Yes, so what is @mikewattam trying to tell us: that the BBC has NO experts? I mean, if I want Machinery or other product SERVICE from my dealer, I should ask the Butcher, the Baker or the Candlestick maker? No, I expect the Service point to have adequately / More than so, qualified personnel. The BBC, the Gov’t, others in the MSM definitely Non!
Drama & Entertainment but to name a couple … and if you support that …. I’m nae gonnae say fit a think aboot ‘im.
L@@K, we have this RED weather warning hanging over us: trains cancelled / stay home etc …. What have we got? Autumnal weather – SOME leaves blowing about, soil thankfully drying UP – means the Slow/ LATE/ LAZY (?) / whatever farmers can get around to harvest their crops [ Read into that : the young who thought they knew better than their Peers or Elders ]. A Baler just went past this now – Here? what to bale at this time of year that should have been done a LOoOoNG time ago when we had better weather? Maybe @mikewattam would like to tell the BBC news team that, so that they can fact check / verify Hah!
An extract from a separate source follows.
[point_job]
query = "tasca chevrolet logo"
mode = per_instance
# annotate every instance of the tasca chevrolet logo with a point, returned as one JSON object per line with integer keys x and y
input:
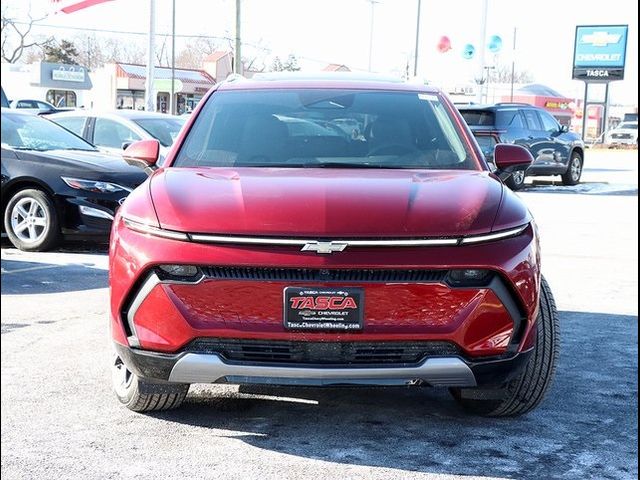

Plowman, Huh? He couldnae plou a straight furra wi’out a horsie, Widnae e’en ken fit a Feiring wis!
The BBC invited 28 environmental activists to pretend to be the BBC’s “best scientific experts”. But only three of the activists were scientists, and because of this seminar of activists pretending to be the best scientific experts, scientists who disagree with activists like Greta, are banned by the BBC. With Parkinson dead, the only interviewers interested in interviewing scientists seem to be Neil Oliver and Jan Jekielek. I don’t watch BBC News or buy mainstream rags anymore. But you can still read two newspapers. I buy the monthly “The Light” newspaper, and the weekly UK edition of “The Epoch Times”. On page A9 of today’s Epoch Times it mentions that Ned Nikolov was the guest editor of the special issue of the journal “Climate”. Gareth Jones of the Met Office insults Ned using the curious dogmatic term ‘denier’. He calls him someone who denies the existence of the Climate, using unscientific terms such as ‘climate denier’, ‘denier clown’ and ‘popular with the science denial community’. But at least Gavin Schmidt of NASA has some scientific curiosity. He wants to look at Ned’s emails.
Re. Ned Nikolov, you know you’re over the target when they don’t ignore you any more. Ad hominem nonsense only helps draw attention to Ned’s work.